Baca juga: Bio Farma berkomitmen produksi vaksin halal
Oleh karena itu dalam pertemuan antara Menteri Kesehatan dan MUI pada Jumat (3/8) menghasilkan solusi untuk melanjutkan kampanye imunisasi MR di 28 provinsi luar Pulau Jawa bagi yang tidak mempermasalahkan kehalalan, serta melakukan percepatan sertifikasi halal vaksin MR dari India.
Caranya, Menteri Kesehatan atas nama negara akan menyurati SII untuk meminta dokumen-dokumen terkait komponen dalam kandungan vaksin MR demi kepentingan pemeriksaan unsur kehalalan di LPPOM MUI.
Jika LPPOM MUI sudah melakukan pemeriksaan unsur kehalalan, Komisi Fatwa MUI akan menerbitkan fatwa khusus tentang status kehalalan vaksin MR.
Apabila tidak ada unsur haram atau najis pada vaksin, MUI mendukung penuh pelaksanaan imunisasi MR. Namun apabila ada unsur nonhalal pada vaksin, penggunaan vaksin tetap diperbolehkan dengan pertimbangan yuang didasarkan pada Fatwa MUI Nomor 4 Tahun 2016 tentang Imunisasi.
Baca juga: MUI: vaksin nonhalal pernah terjadi 2002
Dalam fatwa tersebut dijelaskan imunisasi dengan vaksin nonhalal diperbolehkan dengan catatan tidak ada alternatif lain, tidak ada vaksin sejenis yang halal atau suci, bahayanya sudah sangat mendesak yang bisa menyebabkan kematian; penyakit berat; atau kecacatan permanen yang mengancam jiwa, dan ada penjelasan dari pihak yang memiliki kompetensi terkait dengan bahaya itu.

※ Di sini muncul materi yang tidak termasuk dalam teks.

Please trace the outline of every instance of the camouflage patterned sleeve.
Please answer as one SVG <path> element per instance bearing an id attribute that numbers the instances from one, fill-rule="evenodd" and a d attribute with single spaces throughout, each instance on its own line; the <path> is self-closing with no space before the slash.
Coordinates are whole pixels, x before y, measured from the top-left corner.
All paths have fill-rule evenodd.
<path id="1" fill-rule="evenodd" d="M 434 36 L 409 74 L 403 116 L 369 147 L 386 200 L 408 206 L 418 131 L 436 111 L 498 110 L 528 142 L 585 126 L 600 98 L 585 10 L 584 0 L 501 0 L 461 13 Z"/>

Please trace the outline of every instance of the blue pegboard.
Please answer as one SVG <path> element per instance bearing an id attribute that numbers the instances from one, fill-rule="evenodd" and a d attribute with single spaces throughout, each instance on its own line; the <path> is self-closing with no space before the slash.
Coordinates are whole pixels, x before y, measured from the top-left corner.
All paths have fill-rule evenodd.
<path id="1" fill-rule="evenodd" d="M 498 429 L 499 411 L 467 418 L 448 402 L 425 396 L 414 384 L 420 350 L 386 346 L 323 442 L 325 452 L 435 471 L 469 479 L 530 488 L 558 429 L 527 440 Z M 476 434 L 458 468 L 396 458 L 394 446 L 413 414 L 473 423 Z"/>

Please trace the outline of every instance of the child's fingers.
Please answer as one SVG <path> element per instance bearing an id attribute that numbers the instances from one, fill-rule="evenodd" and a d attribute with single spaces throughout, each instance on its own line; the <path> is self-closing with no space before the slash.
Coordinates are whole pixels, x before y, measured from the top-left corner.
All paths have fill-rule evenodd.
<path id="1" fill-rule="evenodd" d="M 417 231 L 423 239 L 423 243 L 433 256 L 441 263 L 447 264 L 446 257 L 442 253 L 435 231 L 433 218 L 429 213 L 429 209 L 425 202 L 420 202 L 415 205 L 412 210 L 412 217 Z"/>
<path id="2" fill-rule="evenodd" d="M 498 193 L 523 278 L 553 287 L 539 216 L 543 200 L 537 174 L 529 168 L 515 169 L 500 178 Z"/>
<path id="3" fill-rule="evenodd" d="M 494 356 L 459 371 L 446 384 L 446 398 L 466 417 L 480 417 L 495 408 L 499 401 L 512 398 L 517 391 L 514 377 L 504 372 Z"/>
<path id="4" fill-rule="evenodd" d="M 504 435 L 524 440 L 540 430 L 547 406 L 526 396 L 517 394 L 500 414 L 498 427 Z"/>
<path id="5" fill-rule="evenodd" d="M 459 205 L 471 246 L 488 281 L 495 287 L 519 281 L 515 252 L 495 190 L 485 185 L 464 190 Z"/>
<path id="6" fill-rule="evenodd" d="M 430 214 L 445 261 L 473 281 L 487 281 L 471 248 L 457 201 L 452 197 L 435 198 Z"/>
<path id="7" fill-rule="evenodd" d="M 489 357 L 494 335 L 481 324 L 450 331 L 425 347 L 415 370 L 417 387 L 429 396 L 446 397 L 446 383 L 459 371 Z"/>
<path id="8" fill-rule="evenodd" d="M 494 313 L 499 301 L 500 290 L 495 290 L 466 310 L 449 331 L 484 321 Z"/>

Sebagai gambaran, jumlah kasus campak dan rubella dalam lima tahun terakhir di Indonesia sebanyak 57.056 kasus, dengan 8.964 kasus positif campak, 5.737 positif rubella, dan 22 kematian.
Penyakit campak pada anak bisa menyebabkan radang paru dan radang otak yang bisa mengakibatkan kematian, diare, gizi buruk, dan juga kebutaan.
Sedangkan penyakit rubella yang menjangkit anak hanya menyebabkan penyakit ringan seperti demam atau bahkan tidak berdampak. Yang berbahaya adalah ketika virus rubella yang dibawa anak menular pada ibu hamil di awal kandungan.
Ibu hamil yang terinfeksi rubella bisa menjangkiti janin yang menyebabkan keguguran, kematian janin, atau sindrom rubella kongenital (Congenital Rubella Syndroma/CRS) pada bayi yang dilahirkan.
Bayi yang terinfeksi rubella berpotensi memiliki kecacatan bawaan seperti katarak, jantung bocor, microcephaly (kepala kecil), dan tuli berat sejak dilahirkan.